The first visit is almost always trying to review the imaging and decide whether you need more imaging, do a good physical exam, do a good smoking history, find out what other health issues the person may have like heart disease, that can give us a challenge in terms of how we’re going to treat the cancer. So that’s the first part.

Sometimes I have to say that some patients are — it’s thought they may have a lung cancer, and in fact it’s something else. It could be a fungal infection or something else going on in the lungs. So usually what happens over sort of the course of the next ten working days is, either some more imaging, or a biopsy, and then perhaps a PET scan to help us with the staging portion of this. So sometimes we get a PET scan that will help us both direct the biopsy, but also help us with the stage. Over the next ten days or so we’ll try to get those tests done.

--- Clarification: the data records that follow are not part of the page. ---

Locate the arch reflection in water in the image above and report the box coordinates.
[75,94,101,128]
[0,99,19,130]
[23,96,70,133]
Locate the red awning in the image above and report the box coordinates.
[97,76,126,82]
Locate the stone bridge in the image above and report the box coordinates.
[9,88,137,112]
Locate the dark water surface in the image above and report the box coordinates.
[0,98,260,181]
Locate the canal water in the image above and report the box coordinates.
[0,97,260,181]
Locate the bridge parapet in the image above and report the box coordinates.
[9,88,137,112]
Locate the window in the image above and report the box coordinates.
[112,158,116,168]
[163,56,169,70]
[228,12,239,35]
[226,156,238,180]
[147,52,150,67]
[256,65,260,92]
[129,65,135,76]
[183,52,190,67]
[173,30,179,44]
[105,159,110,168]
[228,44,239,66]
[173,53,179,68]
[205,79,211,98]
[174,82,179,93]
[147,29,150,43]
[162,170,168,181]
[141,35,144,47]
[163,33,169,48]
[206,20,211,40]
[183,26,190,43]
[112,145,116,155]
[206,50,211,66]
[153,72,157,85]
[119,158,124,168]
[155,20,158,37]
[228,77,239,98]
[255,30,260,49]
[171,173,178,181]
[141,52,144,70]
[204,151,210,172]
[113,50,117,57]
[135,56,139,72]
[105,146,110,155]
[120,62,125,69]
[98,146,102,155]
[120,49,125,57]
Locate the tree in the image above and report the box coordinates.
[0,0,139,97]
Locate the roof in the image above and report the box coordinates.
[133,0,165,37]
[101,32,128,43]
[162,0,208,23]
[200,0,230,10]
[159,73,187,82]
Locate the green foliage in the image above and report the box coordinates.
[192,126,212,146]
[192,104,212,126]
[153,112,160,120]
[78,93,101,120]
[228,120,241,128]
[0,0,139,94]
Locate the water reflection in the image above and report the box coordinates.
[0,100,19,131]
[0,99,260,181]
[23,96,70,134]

In addition, we always present our new cases at a multidisciplinary tumor board. What’s that? A multidisciplinary tumor board is where all the different specialties get together to look over the imaging, the biopsy results, the pathologic results, and come up with a better treatment plan. So who’s in the room during the tumor board? A pulmonologist usually, a chest surgeon or a thoracic surgeon, a medical oncologist, a radiation therapist, a pathologist, sometimes you’ll have a dedicated chest radiologist who will help review the films, and then also people from other ancillary services that are extremely helpful like clinical trials staff, like palliative care nursing. So we have all those people in the room at the same time, and they’re either reviewing brand new cases, or difficult and challenging cases that are coming back to the tumor board for consideration.

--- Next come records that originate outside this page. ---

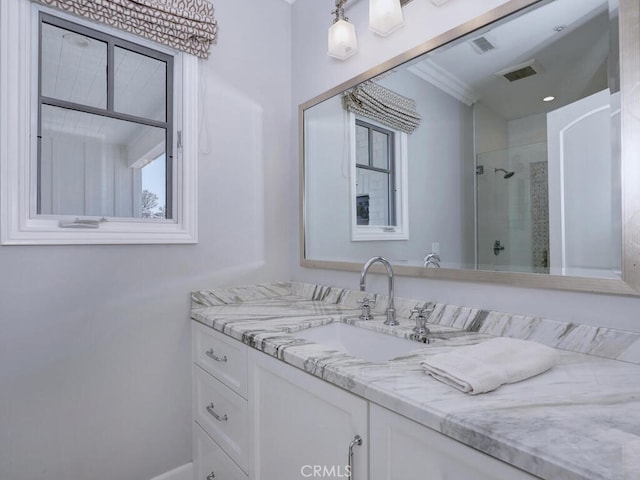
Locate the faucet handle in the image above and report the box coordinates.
[358,297,376,320]
[409,303,434,335]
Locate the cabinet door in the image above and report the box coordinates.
[369,403,538,480]
[193,423,247,480]
[249,351,368,480]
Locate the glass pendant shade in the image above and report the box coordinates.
[369,0,403,37]
[327,20,358,60]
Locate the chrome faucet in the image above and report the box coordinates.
[360,257,399,325]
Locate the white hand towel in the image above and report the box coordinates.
[420,337,559,395]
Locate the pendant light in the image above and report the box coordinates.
[369,0,403,37]
[327,0,358,60]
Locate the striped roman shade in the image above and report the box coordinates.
[343,81,422,133]
[38,0,218,58]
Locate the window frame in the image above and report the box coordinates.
[0,0,198,245]
[347,112,409,242]
[356,117,397,226]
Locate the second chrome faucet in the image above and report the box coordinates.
[360,257,399,325]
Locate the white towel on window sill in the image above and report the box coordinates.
[420,337,559,395]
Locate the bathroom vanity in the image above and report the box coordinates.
[191,283,640,480]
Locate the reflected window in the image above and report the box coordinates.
[36,13,173,219]
[356,119,396,225]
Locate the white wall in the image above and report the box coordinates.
[289,0,640,331]
[0,0,295,480]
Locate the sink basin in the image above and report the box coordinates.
[292,322,422,362]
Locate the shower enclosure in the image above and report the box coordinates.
[476,142,549,273]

So that kind of happens in that first ten days and for us, we know how anxious patients can get during that time period that they just want to get something started, but I would urge anyone listening to this to consider is, if you don’t get it right, if you don’t give the person the correct stage and the correct treatment options, you won’t get the best care. Yes, speed is important, but you’ve got to get it right — what is it, the diagnosis, where is it, the appropriate stage, and then what are your treatment options, which really differ depending on stage. For stage I it’s usually surgery, for stage II, surgery followed by chemotherapy, for stage III, chemotherapy and radiation, and for stage IV, chemotherapy alone or some of the targeted agents. So if you don’t get that right, you’re going to get the wrong treatment, so be patient with that and if your doctors need to biopsy in a different area, as long as they’re explaining it appropriately to you, you should try to stay with that program.

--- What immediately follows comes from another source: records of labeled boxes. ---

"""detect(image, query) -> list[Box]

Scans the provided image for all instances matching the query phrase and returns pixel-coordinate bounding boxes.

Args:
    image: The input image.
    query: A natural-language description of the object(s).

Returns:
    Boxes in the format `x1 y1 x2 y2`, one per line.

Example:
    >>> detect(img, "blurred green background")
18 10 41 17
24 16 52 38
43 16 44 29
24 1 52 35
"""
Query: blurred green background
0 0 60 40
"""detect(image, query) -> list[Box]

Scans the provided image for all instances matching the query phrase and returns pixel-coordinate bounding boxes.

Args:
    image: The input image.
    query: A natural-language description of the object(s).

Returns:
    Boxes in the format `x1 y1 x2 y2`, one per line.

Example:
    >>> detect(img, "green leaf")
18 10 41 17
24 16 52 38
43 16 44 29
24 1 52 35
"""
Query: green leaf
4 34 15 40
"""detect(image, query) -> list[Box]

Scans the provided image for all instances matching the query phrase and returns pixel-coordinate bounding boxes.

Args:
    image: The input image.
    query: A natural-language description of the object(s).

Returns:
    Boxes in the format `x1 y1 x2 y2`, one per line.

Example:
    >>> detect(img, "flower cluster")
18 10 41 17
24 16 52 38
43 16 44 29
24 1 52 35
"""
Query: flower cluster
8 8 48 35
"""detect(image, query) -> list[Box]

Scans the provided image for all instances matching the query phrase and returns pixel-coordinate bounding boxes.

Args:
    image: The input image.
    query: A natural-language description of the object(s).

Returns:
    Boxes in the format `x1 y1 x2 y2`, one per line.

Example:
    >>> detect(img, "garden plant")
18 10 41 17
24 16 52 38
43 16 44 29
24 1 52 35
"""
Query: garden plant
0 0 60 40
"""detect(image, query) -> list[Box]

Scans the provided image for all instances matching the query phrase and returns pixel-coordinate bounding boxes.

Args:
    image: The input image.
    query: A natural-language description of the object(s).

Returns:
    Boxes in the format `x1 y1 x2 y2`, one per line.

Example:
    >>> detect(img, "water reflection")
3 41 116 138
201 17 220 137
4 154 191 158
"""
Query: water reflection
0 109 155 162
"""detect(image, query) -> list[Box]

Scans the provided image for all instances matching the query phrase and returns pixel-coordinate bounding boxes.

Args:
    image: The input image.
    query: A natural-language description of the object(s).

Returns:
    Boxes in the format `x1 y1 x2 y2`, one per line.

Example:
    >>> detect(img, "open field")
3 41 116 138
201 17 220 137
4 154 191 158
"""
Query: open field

So that’s the general workup of a patient. I will say, every patient gives a little bit of a nuance and so sometimes a patient seemingly needs something that’s a bit unusual in terms of a biopsy or the location of a biopsy or how to best go about getting that biopsy, and I can also say that sometimes the tumor board is split. Sometimes there’s no right answer about whether we should do it via a needle biopsy through the chest wall, or a bronchoscopy, and sometimes talking that through with a patient, they can help us – you can help us as patients make a decision about which way we would go next. That’s the general workup of a lung cancer.